Dall’istruttoria disposta dalla Corte (comunicato del 24 giugno 2021) è emerso, in particolare, che sono tra 670 e 750 le persone attualmente in lista d’attesa per l’assegnazione ad una REMS; che i tempi medi di attesa sono di circa dieci mesi, ma anche molto più lunghi in alcune Regioni; e che molte di queste persone – ritenute socialmente pericolose dal giudice – hanno commesso gravi reati, anche violenti.
Nella sentenza depositata oggi si ricorda che le REMS sono state concepite dal legislatore, nel 2012, come strutture residenziali caratterizzate da una logica radicalmente diversa dai vecchi ospedali psichiatrici giudiziari (OPG), caratterizzati da una logica esclusivamente custodiale. Le REMS, pensate invece in funzione di un percorso di progressiva riabilitazione sociale, sono strutture di piccole dimensioni che devono favorire il mantenimento o la ricostruzione dei rapporti con il mondo esterno, alle quali il malato mentale può essere assegnato soltanto quando non sia possibile controllarne la pericolosità con strumenti alternativi, per esempio con l’affidamento ai servizi territoriali per la salute mentale.
L’assegnazione alle REMS resta però nell’ordinamento italiano una misura di sicurezza, disposta dal giudice penale non solo a scopo terapeutico ma anche per contenere la pericolosità sociale di una persona che ha commesso un reato. Ciò comporta – ha osservato la Corte – la necessità di rispettare i principi costituzionali sulle misure di sicurezza e sui trattamenti sanitari obbligatori, tra cui la riserva di legge: ossia l’esigenza che sia una legge dello Stato a disciplinare la misura, con riguardo non solo ai “casi” in cui può essere applicata ma anche ai “modi” con cui deve essere eseguita.
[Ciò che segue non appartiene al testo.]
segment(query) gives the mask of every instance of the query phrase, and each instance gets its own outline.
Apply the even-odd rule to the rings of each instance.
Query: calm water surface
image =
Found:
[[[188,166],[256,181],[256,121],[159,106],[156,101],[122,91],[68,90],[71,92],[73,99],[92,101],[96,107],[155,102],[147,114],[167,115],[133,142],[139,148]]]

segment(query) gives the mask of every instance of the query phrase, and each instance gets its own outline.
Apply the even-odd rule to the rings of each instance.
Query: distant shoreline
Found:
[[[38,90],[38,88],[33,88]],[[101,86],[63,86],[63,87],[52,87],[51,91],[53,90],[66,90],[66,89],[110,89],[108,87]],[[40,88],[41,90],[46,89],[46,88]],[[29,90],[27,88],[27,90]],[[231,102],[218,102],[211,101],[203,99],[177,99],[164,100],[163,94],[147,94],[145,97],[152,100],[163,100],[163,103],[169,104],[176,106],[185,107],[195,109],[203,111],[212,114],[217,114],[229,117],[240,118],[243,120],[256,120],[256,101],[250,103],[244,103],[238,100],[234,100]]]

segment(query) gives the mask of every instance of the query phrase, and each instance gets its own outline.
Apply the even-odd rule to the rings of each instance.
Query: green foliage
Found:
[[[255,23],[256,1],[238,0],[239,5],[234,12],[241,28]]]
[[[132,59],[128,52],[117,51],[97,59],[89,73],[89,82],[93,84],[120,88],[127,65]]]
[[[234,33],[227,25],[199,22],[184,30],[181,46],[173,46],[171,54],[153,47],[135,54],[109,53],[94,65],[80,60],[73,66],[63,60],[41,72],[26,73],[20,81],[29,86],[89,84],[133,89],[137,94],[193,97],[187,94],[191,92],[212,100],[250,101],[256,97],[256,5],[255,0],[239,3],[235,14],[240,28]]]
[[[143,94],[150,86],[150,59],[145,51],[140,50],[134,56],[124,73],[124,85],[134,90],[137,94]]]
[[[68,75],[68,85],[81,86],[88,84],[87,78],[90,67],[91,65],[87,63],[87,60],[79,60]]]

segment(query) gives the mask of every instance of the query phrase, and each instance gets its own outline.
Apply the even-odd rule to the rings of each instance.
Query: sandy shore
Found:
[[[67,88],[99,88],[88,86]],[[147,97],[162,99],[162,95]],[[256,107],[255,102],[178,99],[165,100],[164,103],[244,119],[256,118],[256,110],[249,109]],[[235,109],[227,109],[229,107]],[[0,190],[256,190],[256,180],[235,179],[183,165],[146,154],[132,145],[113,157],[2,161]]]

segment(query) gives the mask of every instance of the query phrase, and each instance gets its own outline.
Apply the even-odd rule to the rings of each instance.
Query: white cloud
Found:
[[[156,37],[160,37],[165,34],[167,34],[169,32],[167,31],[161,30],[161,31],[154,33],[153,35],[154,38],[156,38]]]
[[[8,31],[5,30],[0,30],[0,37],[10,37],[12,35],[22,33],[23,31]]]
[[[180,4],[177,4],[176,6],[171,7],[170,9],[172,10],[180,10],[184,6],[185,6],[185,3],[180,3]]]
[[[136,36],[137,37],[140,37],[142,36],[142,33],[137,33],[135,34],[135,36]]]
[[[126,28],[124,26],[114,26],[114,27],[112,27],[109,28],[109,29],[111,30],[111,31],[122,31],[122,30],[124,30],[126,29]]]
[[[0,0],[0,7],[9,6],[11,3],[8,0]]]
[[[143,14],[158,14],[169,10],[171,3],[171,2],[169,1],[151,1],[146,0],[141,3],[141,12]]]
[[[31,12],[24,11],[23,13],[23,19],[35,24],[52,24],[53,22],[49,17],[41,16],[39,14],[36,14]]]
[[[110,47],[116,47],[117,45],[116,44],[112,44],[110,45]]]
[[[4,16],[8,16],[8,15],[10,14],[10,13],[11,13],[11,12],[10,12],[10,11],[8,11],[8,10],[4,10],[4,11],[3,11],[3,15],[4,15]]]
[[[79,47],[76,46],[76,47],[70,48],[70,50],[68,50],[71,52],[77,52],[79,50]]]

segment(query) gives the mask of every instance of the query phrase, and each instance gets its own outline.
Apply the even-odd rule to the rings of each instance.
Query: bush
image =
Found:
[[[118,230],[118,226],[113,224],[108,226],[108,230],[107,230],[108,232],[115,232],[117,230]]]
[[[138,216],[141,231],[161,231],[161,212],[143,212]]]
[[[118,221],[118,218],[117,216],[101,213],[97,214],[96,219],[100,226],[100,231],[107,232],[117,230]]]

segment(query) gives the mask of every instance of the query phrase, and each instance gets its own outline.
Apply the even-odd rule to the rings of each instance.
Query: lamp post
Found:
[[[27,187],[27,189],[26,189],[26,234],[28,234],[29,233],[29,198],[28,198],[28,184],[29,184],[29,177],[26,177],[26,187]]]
Al contrario, oggi la regolamentazione delle REMS è solo in minima parte affidata alla legge; in gran parte è rimessa ad atti normativi secondari e ad accordi tra Stato e autonomie territoriali, che rendono fortemente disomogenee queste realtà da Regione a Regione.
La Corte ha poi sottolineato che a causa dei suoi gravi problemi di funzionamento il sistema non tutela in modo efficace né i diritti fondamentali delle potenziali vittime di aggressioni, che il soggetto affetto da patologie psichiche potrebbe nuovamente realizzare, né il diritto alla salute del malato, il quale non riceve i trattamenti necessari per aiutarlo a superare la propria patologia e a reinserirsi gradualmente nella società.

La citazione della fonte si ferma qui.